Segundo Elisídia Filipe, porta-voz da Polícia da República de Moçambique (PRM) em Manica, "a região em causa tem sido marcada nas últimas semanas por ataques dos homens armados da Resistência Nacional Moçambicana (RENAMO)".

A porta-voz da polícia em Manica responsabilizou o braço armado do maior partido de oposição em Moçambique por vários ataques a civis nos últimos cinco dias, dos quais resultaram mortos e feridos.

"Os ataques têm resultado na morte de pessoas e em saques de bens, e só na última semana, 12 camiões foram incendiados”, destacou Elisídia Filipe num encontro com a imprensa.

Automobilistas entrevistados pela DW África, que solicitaram o anonimato, condenaram os ataques aos camiões civis e pediram aos homens armados para aceitarem o diálogo proposto pelas autoridades moçambicanas, porque estão "a sofrer muito com os ataques".

"Onde vamos chegar com estes ataques?
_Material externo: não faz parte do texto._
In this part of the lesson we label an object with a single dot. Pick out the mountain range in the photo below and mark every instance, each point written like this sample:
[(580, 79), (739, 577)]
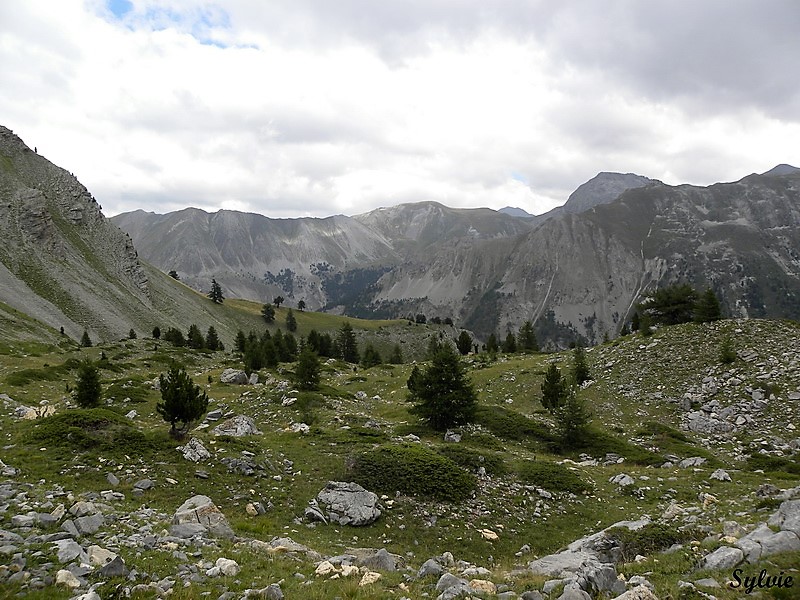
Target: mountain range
[(577, 270)]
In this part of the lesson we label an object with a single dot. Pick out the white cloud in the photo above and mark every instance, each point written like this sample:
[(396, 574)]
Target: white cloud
[(314, 107)]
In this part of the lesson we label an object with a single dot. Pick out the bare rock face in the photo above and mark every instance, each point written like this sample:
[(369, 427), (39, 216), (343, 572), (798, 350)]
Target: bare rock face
[(202, 511), (348, 504), (238, 426)]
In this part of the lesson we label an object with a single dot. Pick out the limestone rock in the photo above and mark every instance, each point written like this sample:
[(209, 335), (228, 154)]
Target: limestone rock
[(201, 510), (349, 504), (723, 558), (640, 592), (194, 451), (234, 376), (237, 426)]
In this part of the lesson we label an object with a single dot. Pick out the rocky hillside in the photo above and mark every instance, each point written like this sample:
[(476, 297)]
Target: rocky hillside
[(689, 471), (576, 271), (63, 264)]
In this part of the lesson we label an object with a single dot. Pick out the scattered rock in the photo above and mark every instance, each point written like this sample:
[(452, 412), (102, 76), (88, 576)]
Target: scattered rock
[(194, 451), (237, 426), (234, 376), (202, 511), (348, 504)]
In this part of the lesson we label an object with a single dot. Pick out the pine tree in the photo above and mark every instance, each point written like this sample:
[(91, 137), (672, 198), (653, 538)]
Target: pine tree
[(464, 343), (87, 387), (175, 337), (670, 305), (182, 401), (442, 395), (552, 387), (580, 370), (291, 321), (240, 341), (216, 292), (727, 354), (86, 341), (572, 418), (346, 343), (527, 338), (371, 357), (510, 344), (212, 340), (306, 374), (707, 308)]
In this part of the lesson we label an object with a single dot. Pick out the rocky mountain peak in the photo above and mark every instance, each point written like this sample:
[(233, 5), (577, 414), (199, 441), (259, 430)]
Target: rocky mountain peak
[(603, 188)]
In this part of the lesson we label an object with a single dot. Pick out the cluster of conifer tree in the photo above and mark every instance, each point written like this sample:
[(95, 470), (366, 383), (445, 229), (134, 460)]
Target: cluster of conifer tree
[(193, 339)]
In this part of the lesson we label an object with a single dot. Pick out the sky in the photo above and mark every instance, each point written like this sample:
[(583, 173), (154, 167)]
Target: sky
[(295, 108)]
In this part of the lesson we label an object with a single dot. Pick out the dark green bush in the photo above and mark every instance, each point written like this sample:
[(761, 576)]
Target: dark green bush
[(552, 477), (778, 466), (90, 429), (511, 425), (653, 537), (412, 470), (474, 459)]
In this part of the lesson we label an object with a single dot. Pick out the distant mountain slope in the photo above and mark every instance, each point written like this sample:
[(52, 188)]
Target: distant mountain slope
[(63, 264), (578, 270), (742, 239)]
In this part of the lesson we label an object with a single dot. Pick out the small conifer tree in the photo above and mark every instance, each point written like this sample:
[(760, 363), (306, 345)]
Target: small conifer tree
[(268, 313), (306, 374), (87, 387), (182, 401), (216, 292), (443, 395), (291, 321), (86, 341), (464, 343), (371, 357), (580, 370), (552, 387)]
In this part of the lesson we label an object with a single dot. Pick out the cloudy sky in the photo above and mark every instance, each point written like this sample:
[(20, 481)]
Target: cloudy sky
[(317, 107)]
Estamos a pedir para que as duas partes se entendam e acabem com as diferenças antes que acabem connosco", lamentaram os entrevistados.

Afrika Mosambik Elsídia Filipe - Polizeisprecher- Manica

Elisídia Filipe, porta-voz da Polícia da República de Moçambique (PRM) em Manica

A DW África tentou uma reação do lado da RENAMO mas foi impossível.

Terceiro troço com escolta militar

Depois de Save-Muxungué e Nhampadza-Caia, na estrada nacional número 1 (N1), este é o terceiro troço com escolta militar no centro de Moçambique, devido a ataques atribuídos aos homens armados da RENAMO na região.

Moçambique tem conhecido um agravamento dos confrontos entre as forças de defesa e segurança e o braço armado da RENAMO, além de acusações mútuas de raptos e assassínios de militantes dos dois lados.

O principal partido de oposição recusa-se a aceitar os resultados das eleições gerais de 2014, ameaçando governar em seis províncias onde reivindica vitória no escrutínio.

O Governo moçambicano e a RENAMO retomaram em finais de maio as negociações em torno da crise política e militar em Moçambique, após o principal partido de oposição ter abandonado em finais de 2015 o diálogo com o executivo, alegando falta de progressos no processo negocial.